Innovator ETF gives up on active management
The $208m Innovator IBD 50 Fund (FFTY) has given up on active management and transformed into a purely passive ETF.
Before 15 November FFTY was something of an unusual hybrid, using both an index and active management within an ETF. FFTY’s active management tended to hug the benchmark index anyway.
Going forward FFTY will be purely passive and track the IBD 50 Index, which tracks US stocks and picks companies based on growth.
FFTY will score companies based on 11 factors, they are: earnings per share; relative price strength; sales margin return on equity; accumulation distribution; industry group relative strength; growth in earnings; annual growth rate; sales growth; acceleration in sales; liquidity; annual return on equity.
It then puts the top 50 scoring companies in the index, weighted in tiers. The top 10 stocks get a 3.5% weighting; the second 10 get 3%; the third 10 get 2%; the forth 10 get 1%; and the last 10 get 0.5%.
Interestingly, the index also has as hedging function that responds to “the overall health of the equities market”. If the market gets too unhealthy, FFTY invests 50% in cash and halves the equity exposure weightings. It will only switch back when the market is healthy again. FFTY’s index is rebalanced weekly and its TER is 0.80%.
Vanguard Australia lists diversified ETFs
Vanguard Australia is bringing its four Australian Diversified Index Funds into an ETF format. They are:
- Vanguard Conservative Index ETF (VDCO)
- Vanguard Balanced Index ETF (VDBA)
- Vanguard Growth Index ETF (VDGR)
- Vanguard High Growth Index ETF (VDHG)
Each of these ETFs is essentially a portfolio wrapped up in an ETF. Each fund offers exposure to Australian shares, international shares, fixed income, cash, hedged equities – and some others.

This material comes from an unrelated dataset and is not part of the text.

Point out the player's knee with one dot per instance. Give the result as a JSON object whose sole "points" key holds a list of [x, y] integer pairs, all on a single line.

Exposure to different asset classes varies between the funds. The most conservative of them (VDCO) gives 90% exposure to income and 10% exposure to equities. VDHG has the ratios the other way around, with 90% equities and 10% income. VDBA and VDGR are somewhere in between.
What’s more interesting about these products is how exposure is structured. Each Diversified Index ETF is a share class of an existing Vanguard Diversified Index Fund, meaning ETF investors can tap into the benefits of an established asset pool, collectively worth more than $7 billion, through Vanguard’s existing range of non-listed multi-asset funds.
To this writers’ knowledge, Vanguard has not listed diversified ETFs like this in any other country besides Australia. The listings will come as a challenge to robo-advisors, which offer ETF portfolios that give, in many ways, similar asset class exposures in a similar wrapper and at a similar price.
Issuers in other countries have certainly done similar things. We reported earlier this year that Germany’s Commerzbank had listed the Vermögensstrategie-ETF, which offers German investors portfolios as ETFs, by making a big ETF made up of lots of little Commerzbank ETFs.
ETFs have always threatened portfolio builders and asset managers, but this is something new to Australia.
Samsung lists total return version Kospi 200 ETF
Korean chaebol Samsung is listing a plain vanilla ETF under its Kodex brand, the Samsung Kodex 200 Total Return ETF (278530) tracks the Kospi 200 TR index. Kodex already has a suite of products that track the Kospi 200, including Kodex 200 (069500), perhaps the biggest ETF by assets in Korea with 6.1tr KRW under management (roughly US$5.6bn). What’s new about today’s listing is that it tracks a total return index, a Kospi version of which was not available until December 2016.